Love it!  Perfect for every fly fisherman


----------



## cwolfs69 (Aug 15, 2011)

*good idea*

since i actually do tie flys and have all of the stuff, ill see if i can do something on this theme for you. love the cork part. maybe ad a band of color to look like a rod handle. well keep you posted how it works.


----------



## bitshird (Aug 15, 2011)

Cool pen Jon.


----------



## GoodTurns (Aug 15, 2011)

BRobbins629 said:


> Nice idea - I do like what you did with the cork.



this is what I was talking about at the show Saturday...now I need Fly Rod clip!

cwolfs69 	
good idea
since i actually do tie flys and have all of the stuff, ill see if i can do something on this theme for you. love the cork part. maybe ad a band of color to look like a rod handle. well keep you posted how it works. 

obstacles.... 
need to turn the eye of the hook 90deg for a flatter profile (pen is much too fat as it sits)

flatter feathers are better...I have a couple of wing feather flies that I was saving until I was sure this would work....they're next... "one-sided" flies work better, but you lose depth.

also playing with some bamboo for background...need to look at some rod pics for more ideas!


----------



## shortcast (Aug 15, 2011)

Love it!:laugh:
Love it!:laugh:
Love it!:laugh:


----------



## jbswearingen (Aug 15, 2011)

Wow, Jon.  That's really cool.


----------



## Brooks803 (Aug 15, 2011)

I think it's cool as hell Jon. Is there a way to dye parts of the cork to give it some contrast?


----------



## GoodTurns (Aug 15, 2011)

Brooks803 said:


> I think it's cool as hell Jon. Is there a way to dye parts of the cork to give it some contrast?



working on a couple of approaches to liven it up!  Give me a week or two!
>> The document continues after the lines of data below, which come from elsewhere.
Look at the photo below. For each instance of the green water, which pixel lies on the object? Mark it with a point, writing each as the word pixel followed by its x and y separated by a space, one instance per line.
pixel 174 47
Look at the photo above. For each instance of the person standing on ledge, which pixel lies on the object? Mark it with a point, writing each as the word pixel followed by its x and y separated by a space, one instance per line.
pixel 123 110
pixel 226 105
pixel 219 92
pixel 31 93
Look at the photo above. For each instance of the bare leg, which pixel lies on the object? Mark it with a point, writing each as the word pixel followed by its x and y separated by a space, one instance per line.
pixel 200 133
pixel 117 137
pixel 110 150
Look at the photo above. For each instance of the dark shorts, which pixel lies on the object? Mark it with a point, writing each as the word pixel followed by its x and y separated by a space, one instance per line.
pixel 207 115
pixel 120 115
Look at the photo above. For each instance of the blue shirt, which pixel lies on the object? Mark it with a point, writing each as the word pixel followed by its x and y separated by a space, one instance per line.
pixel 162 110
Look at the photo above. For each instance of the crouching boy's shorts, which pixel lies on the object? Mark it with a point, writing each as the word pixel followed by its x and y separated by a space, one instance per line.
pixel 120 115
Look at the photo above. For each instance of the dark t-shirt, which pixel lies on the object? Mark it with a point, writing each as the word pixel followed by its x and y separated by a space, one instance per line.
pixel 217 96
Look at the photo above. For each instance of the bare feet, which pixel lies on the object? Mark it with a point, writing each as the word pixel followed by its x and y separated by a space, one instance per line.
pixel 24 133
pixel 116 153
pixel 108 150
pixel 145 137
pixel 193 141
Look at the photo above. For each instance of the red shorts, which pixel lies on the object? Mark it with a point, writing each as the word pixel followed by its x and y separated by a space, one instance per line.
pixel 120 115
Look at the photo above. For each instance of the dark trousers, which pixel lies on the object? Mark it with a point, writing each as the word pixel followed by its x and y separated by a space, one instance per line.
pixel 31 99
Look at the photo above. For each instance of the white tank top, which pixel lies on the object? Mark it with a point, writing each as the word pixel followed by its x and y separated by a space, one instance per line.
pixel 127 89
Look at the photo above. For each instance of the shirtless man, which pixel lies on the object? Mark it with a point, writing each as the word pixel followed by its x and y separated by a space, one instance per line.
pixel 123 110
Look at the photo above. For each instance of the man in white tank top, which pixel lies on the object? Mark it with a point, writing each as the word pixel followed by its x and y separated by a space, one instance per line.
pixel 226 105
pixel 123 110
The cork is actually printable via inkjet printer...may try that but I'm leaning toward adding other goodies to the blank...


----------



## Rob73 (Aug 15, 2011)

I like it. Very cool.


----------



## Jgrden (Aug 15, 2011)

Holy Smokes, that is neat.


----------



## JohnU (Aug 15, 2011)

Great idea!  Love the pen.


----------



## glycerine (Aug 15, 2011)

Very cool Jon.  I like it alot!


----------



## Florida Marine (Aug 16, 2011)

Barry Gross had a blue background with the flies, but he had all small - midge sized stuff in it.  Really dug it.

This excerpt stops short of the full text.